The goal of this project was to test whether part of the insight work that BI teams usually do manually can be automated using chatgpt, without turning this into a complex or overengineered solution. Instead of focusing on perfect dashboards or advanced models, I focused on connecting SQL, Python, chatgpt, and Power BI into a workflow where insights are generated, stored, and displayed automatically.

When I look at the dashboard together with the insights generated, the logic is consistent and easy to follow. The system first rules out customer concentration as a root cause. Based on the data, the top 10 customers represent only 6.8% of total six-month revenue. That immediately tells us that the business is not dependent on a few large clients, so this is not the area to investigate further. This is a good example of how an automated insight can help narrow the search space instead of adding noise.

Next, the model focuses on the most visible anomaly in the charts: a sharp drop in revenue in the most recent month. From the model’s point of view, this is the highest-impact signal, so it surfaces it as the top insight. When it then looks at revenue by country, it reinforces the same narrative. The decline appears across all major regions, not just one market, which strengthens the idea of a systemic issue rather than a localized problem.

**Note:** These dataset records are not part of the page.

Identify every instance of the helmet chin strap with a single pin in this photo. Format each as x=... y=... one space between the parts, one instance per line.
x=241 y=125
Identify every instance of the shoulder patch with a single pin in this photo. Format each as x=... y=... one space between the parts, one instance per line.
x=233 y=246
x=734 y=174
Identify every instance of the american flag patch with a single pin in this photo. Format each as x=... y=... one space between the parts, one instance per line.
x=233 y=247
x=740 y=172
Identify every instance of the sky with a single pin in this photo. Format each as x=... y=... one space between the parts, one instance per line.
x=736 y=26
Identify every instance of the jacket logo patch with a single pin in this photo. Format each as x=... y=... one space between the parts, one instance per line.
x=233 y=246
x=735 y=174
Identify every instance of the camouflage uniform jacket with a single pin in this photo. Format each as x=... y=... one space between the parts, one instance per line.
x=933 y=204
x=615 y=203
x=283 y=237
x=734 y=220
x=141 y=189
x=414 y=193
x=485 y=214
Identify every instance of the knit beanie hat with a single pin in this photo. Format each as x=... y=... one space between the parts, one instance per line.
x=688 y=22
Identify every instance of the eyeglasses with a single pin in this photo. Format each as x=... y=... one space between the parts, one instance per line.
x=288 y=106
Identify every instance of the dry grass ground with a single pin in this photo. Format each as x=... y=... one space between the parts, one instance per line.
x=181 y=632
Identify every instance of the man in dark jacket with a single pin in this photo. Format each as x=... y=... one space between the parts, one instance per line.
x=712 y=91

This is where the most important learning appears. Chatgpt correctly detected that something unusual happened in June, but it assumed the drop was a real business collapse. It did not question whether the month might be incomplete. That was intentional in this demo. I did not provide an explicit data freshness or completeness signal, and the model behaved exactly as expected: it explained the numbers it was given. This is not a model failure. It is a design lesson. Automated insights are only as good as the guardrails we define.

From a project perspective, the biggest takeaway is that meaningful insight automation does not require complex machine learning. Most of the value came from good SQL, a small set of well-defined queries, and forcing the model to prioritize instead of narrate everything. Python simply orchestrated the flow and made the process repeatable.

If I were to improve this demo using the same tools, the first step would be to add explicit signals for data completeness and freshness, so the model can distinguish between real business issues and data artifacts. That alone would significantly improve the quality of the insights.

At an enterprise level, the challenge is not technology but ownership. BI teams would own the data models and approved queries, while data science or advanced analytics teams would own the reasoning layer and guardrails. When both work together, dashboards stop being static reports and start becoming systems that actively surface what matters.

In short, this demo shows that we are already very close to automating insights, but it also shows that the real intelligence is not in the model alone, but in how we frame the problem and control the reasoning.